Tonetti 1993                      ARTICLE

P:  To identify clinical events and situations that can affect and enhance the predictability of GTR in deep intrabony defects.

M&M: 40 intrabony defects treated with GTR in 23 patients (18-56 years old). Teeth had IP vertical defects with probing attachment levels (PAL) of >6mm with radiographic evidence of an intrabony defect. Phase 1 treatment (SRP, OHI) was completed, three months later clinical measurements (BOP, PD, REC, PAL) were taken and one week later surgery was performed. Teeth treated with e-PTFE and CPF. Pt asked to rinse twice daily with 0.2% CHX until membrane removed at 4-6 weeks. Patients were recalled every month for 1 year. Re-entry operations were performed to evaluate bone healing. The distance between the CEJ and the most coronal extension of the regenerated tissue (newly formed granulation tissue, NFGT) was recorded to the nearest mm.

R: 35% had lack of complete membrane coverage. 73% membrane exposure. At membrane removal, tissue gain of 7+2.2mm. The deeper the defect, the greater the tissue gain, and the wider the width, the lower the gain.  At 1 year, PAL gain was 5.6 +2.6mm. The higher the 1 year BOP, the lower PAL gain.  At 1 year, bone fill was 4.3+2.5mm. 

B/L: Wider defect angle, less tissue gain.  Lack of good coverage of tissue after membrane removal resulted in decrease about 2mm of regenerated PAL and bone fill. Infection control, measured as full mouth bleeding, significantly affected the tissue maturation process.

 


Tonetti 1996                      ARTICLE

Purpose: To identify and compare the significant factors associates with the healing outcomes of intrabony defects treated with: a) GTR procedure with self-supporting membranes (e-PTFE) and the modified papilla preservation technique, b) a conventional GTR procedure with non-resorbable membranes (e-PTFE) and c) an access flap procedure (MWF).

Materials and methods: The defects were randomly assigned to the above treatment modalities after controlling for 2 prognostic factors: depth of the infrabony component (INFRA)

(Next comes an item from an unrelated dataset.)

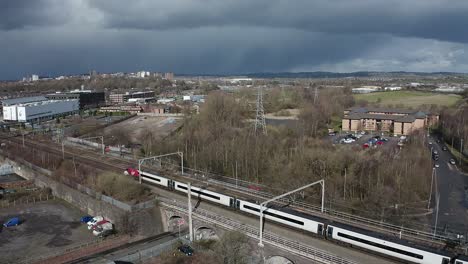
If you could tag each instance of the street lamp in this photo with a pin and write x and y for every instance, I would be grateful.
(264, 204)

and probing attachment level (PAL). 45 patients were recruited and had a deep infrabony defect in the IPx areas.

Full mouth plaque scores (FMPS), BOP, full-mouth bleeding scores (FMBS), PD, recession and PAL were recorded by one investigator one week before the surgical procedure and at one year follow-up.

Intra-surgical measurements: CEJ-base of the defect (BD), CEJ – coronal part of the defect (BC) and depth of 1-, 2- and 3- wall components.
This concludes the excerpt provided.